L’Iran cherche-t-il à se doter de la bombe atomique? La question au cœur du conflit actuel
Le Journal de Montréal
Le programme nucléaire iranien, le sujet au cœur de l’attaque lancée le 13 juin par Israël, agite les chancelleries occidentales depuis des décennies, Téhéran niant pour sa part toute ambition militaire.
• À lire aussi: 3 événements qui pourraient forcer Donald Trump à attaquer l’Iran
• À lire aussi: Conflit Iran-Israël: une 8e journée de frappes
• À lire aussi: L’armée israélienne annonce avoir frappé un centre de recherche militaire à Téhéran
Voici un résumé relatant les principales actions que l’Iran a entreprises depuis 1950 en matière de nucléaire, alors que trois ministres européens rencontrent vendredi en Suisse leur homologue iranien pour tenter de renouer le fil du dialogue.
Les bases du programme nucléaire iranien sont posées dès la fin des années 1950, lorsque les États-Unis signent un accord de coopération civile avec le dirigeant d’alors, Mohammad Reza Pahlavi.

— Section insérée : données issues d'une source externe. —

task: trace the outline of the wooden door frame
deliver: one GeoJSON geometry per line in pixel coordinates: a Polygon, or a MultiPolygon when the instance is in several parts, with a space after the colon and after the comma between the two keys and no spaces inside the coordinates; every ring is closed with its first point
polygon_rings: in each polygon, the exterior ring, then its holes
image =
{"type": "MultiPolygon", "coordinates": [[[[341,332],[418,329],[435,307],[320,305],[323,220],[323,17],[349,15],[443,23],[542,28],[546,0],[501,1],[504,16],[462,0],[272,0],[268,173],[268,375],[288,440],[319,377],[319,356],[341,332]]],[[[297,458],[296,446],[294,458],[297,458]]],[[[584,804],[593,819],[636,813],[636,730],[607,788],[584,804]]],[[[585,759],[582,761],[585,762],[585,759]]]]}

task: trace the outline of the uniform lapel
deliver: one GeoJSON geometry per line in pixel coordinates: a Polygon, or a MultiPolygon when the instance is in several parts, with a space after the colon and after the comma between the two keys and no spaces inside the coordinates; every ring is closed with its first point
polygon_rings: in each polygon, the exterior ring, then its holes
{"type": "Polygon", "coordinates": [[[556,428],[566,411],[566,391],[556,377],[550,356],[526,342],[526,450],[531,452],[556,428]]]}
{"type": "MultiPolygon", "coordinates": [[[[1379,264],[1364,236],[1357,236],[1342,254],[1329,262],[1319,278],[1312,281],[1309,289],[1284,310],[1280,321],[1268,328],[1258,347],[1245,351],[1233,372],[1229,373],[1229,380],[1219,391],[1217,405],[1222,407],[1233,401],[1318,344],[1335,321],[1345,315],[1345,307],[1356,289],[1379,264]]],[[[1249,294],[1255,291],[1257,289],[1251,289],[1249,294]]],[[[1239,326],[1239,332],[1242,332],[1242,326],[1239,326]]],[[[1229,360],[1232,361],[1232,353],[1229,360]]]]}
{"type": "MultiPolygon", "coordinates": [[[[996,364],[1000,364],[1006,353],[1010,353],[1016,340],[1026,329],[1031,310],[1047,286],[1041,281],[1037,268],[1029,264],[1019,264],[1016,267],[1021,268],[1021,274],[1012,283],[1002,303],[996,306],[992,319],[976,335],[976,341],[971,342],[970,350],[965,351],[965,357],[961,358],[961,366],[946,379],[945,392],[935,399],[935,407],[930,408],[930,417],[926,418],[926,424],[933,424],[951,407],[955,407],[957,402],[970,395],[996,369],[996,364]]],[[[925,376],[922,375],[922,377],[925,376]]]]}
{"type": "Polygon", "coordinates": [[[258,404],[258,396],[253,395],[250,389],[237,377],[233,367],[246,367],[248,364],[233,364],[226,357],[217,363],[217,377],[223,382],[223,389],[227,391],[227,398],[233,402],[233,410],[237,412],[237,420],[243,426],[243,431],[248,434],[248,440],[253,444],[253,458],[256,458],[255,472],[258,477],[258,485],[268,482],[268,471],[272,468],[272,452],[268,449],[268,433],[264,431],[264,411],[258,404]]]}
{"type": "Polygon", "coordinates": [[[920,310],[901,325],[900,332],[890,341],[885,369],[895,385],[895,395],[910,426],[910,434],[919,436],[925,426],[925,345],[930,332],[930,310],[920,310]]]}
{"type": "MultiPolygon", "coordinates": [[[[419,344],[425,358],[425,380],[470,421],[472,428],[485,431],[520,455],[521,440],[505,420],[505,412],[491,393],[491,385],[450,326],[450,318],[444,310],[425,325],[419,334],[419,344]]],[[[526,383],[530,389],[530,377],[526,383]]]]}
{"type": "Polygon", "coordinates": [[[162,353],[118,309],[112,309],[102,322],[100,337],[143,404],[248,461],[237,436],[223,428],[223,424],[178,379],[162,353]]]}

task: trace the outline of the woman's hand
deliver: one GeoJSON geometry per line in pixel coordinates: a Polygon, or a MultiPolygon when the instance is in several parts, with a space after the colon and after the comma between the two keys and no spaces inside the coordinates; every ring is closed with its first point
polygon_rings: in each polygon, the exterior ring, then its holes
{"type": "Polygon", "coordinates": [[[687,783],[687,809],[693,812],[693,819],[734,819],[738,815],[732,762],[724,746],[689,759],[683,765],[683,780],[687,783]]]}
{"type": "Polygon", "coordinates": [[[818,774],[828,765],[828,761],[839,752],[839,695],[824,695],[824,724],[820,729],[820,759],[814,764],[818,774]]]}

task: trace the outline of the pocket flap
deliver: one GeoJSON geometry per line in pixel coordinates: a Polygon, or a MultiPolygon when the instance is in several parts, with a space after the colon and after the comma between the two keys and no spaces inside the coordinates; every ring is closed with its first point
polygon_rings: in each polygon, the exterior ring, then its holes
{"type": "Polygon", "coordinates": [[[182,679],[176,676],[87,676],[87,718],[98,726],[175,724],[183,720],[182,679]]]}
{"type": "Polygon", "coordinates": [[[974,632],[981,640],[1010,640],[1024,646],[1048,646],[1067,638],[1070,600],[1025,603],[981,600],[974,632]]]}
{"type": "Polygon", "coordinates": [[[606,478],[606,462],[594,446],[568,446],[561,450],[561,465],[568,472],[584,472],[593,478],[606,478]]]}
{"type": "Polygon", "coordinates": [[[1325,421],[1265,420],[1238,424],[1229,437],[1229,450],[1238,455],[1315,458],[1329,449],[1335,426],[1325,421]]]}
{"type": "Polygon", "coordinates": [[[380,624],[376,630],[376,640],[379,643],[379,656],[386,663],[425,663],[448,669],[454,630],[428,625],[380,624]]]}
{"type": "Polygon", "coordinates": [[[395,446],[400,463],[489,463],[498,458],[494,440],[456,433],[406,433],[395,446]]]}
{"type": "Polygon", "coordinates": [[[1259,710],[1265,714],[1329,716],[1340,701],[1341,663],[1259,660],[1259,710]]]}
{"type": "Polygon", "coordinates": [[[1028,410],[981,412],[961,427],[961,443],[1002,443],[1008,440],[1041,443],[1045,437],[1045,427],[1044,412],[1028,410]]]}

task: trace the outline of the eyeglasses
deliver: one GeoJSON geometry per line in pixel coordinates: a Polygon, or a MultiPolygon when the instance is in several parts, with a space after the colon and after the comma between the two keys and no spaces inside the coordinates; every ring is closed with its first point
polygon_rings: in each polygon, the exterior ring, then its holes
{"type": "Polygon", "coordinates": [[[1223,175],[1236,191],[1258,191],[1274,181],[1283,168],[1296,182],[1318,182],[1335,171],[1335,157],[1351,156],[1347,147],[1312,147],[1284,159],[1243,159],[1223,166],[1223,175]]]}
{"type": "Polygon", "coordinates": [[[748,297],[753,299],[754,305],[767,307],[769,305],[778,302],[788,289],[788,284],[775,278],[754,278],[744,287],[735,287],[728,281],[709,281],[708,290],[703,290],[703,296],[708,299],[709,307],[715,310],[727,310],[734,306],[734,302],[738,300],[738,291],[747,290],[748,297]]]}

En 1970, l’Iran ratifie le Traité de non-prolifération (TNP), qui fait obligation aux États signataires de déclarer et de placer leurs matières nucléaires sous le contrôle de l’Agence internationale de l’énergie nucléaire (AIEA).
Mais des révélations au début des années 2000 sur des sites secrets soulèvent l’inquiétude. L’instance onusienne fera état par la suite, dans un rapport clé en 2011, «d’informations crédibles» selon lesquelles l’Iran a opéré des activités ayant trait à la mise au point d’un dispositif nucléaire explosif, dans le cadre d’un «programme structuré» avant 2003.
Après 12 ans de crise et 21 mois de négociations acharnées, un accord historique est conclu le 14 juillet 2015 à Vienne entre l’Iran et les cinq membres permanents du Conseil de sécurité de l’ONU (Chine, États-Unis, France, Royaume-Uni, Russie) plus l’Allemagne.